In managing anemia in porphyria, a thorough evaluation is essential to identify and address deficiencies in iron, vitamin B12, or folate. For severe hemolysis, regular blood transfusions might be required. Administering chronic transfusions every two to four weeks, aiming for a hematocrit above 35%, can effectively suppress erythropoiesis and lower porphyrin production, thereby reducing porphyrin levels and photosensitivity. Parenteral or oral chelators are advised to counteract iron overload resulting from frequent transfusions [8].

Hydroxyurea has been observed to decrease erythropoiesis and bone marrow porphyrin production, improving photosensitivity, although it may not reduce the need for transfusions [14]. Hydroxychloroquine administration, plasmapheresis, and IV hematin infusion have not demonstrated significant efficacy in reducing porphyrin levels. Moreover, splenectomy may be a viable option for patients exhibiting splenomegaly, hemolytic anemia, thrombocytopenia, and leukopenia [8]. Iron deficiency, induced through the administration of iron chelators or via phlebotomies, has been shown to improve photosensitivity and hemolysis in a subset of affected individuals [15].

In a murine model of CEP, pharmacological chaperone therapy is being explored. This approach involves administering small-molecule drugs to enhance the residual activity of mutated enzymes with low activity or stability. Notably, the antimicrobial agent ciclopirox has been used as a chaperone to stabilize UROS, leading to a reversal of CEP-related manifestations such as abnormal uroporphyrin I levels in the blood, splenomegaly, and elevated liver porphyrins. However, this therapeutic strategy has not yet been applied to human subjects [16].

Conclusions

This case report highlights the rare occurrence of CEP and outlines its diagnostic criteria and management strategies. CEP is characterized by various symptoms spanning dermatological, hematological, ocular, and skeletal abnormalities. The patient presented with a constellation of symptoms, including blisters caused by sun exposure since childhood, hypertrophic scars, hyperpigmentation in sun-exposed areas, corneal opacity, excessive facial hair, erythrodontia, and finger mutilation, all of which are characteristic of CEP. The detection of elevated urine uroporphyrin I and coproporphyrin I supported the diagnosis. Anemia, leukocytopenia, and thrombocytopenia were among the hematological abnormalities that accompanied the condition.

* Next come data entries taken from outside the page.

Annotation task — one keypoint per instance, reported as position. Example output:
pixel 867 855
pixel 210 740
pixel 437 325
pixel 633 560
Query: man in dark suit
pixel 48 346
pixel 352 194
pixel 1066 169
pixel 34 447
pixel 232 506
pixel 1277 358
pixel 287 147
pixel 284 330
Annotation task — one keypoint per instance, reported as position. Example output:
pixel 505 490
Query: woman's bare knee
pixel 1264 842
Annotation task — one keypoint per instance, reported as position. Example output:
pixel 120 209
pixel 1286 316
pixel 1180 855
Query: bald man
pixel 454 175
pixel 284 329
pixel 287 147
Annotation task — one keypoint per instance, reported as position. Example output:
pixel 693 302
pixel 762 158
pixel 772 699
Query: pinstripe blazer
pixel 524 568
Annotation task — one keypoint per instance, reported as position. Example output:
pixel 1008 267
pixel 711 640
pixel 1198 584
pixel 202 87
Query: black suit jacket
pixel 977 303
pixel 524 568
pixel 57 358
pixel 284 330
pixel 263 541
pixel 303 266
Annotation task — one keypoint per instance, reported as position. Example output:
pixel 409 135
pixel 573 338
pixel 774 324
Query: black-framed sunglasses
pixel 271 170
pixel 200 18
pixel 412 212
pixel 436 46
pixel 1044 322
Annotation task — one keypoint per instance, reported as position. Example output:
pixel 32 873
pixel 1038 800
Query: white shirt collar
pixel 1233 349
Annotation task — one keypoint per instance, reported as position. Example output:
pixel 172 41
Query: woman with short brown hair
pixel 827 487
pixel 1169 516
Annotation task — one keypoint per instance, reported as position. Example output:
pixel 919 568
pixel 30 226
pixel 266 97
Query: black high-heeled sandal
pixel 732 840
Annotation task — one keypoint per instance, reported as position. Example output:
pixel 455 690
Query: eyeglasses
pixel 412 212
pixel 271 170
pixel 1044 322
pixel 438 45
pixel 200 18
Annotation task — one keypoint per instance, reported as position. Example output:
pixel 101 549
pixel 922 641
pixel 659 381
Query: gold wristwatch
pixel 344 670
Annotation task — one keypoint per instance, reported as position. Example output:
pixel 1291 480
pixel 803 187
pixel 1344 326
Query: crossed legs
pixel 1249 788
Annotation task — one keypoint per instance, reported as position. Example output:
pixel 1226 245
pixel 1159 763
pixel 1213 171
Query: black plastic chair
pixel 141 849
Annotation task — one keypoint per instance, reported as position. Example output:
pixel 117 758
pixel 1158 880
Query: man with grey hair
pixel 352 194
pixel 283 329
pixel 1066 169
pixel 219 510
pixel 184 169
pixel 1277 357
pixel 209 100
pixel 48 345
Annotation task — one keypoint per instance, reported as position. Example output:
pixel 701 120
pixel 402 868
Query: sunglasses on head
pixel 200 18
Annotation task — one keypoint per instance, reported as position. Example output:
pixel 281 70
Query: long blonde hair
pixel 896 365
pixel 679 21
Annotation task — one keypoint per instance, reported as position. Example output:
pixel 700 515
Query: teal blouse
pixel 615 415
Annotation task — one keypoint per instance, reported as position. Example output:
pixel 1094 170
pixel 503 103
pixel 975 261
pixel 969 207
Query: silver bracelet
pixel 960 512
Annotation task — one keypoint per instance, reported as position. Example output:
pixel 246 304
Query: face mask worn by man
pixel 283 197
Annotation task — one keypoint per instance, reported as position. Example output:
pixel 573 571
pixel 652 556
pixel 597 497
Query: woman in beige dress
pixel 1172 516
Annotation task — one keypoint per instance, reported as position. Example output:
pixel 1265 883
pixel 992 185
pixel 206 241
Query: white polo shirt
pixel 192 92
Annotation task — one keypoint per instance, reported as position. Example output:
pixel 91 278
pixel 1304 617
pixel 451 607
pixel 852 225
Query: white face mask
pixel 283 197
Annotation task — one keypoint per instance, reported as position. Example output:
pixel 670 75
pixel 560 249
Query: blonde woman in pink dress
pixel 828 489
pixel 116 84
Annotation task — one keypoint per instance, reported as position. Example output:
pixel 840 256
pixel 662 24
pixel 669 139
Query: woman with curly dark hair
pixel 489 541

The pink-red fluorescence of teeth under a Wood’s lamp examination further supported the diagnosis.

Therapeutic interventions were primarily aimed at mitigating symptom severity and included rigorous sun protection measures, the application of emollients to manage skin lesions, and antibiotic prophylaxis to prevent infections. The management strategy was complemented by regular outpatient follow-ups, enabling ongoing assessment and adjustment of the treatment plan as necessary. Early detection and management are critical for improving patient outcomes in this rare disease. This case emphasizes the importance of considering rare metabolic disorders in the differential diagnosis of patients presenting with photosensitivity and chronic skin lesions and the role of comprehensive clinical evaluation and targeted diagnostic testing in managing CEP. A multidisciplinary approach is necessary to manage the complications of CEP effectively. Stem cell transplantation has proven to be a successful treatment for this rare disorder. Further clinical trials are necessary to create standardized treatment guidelines for patients with CEP.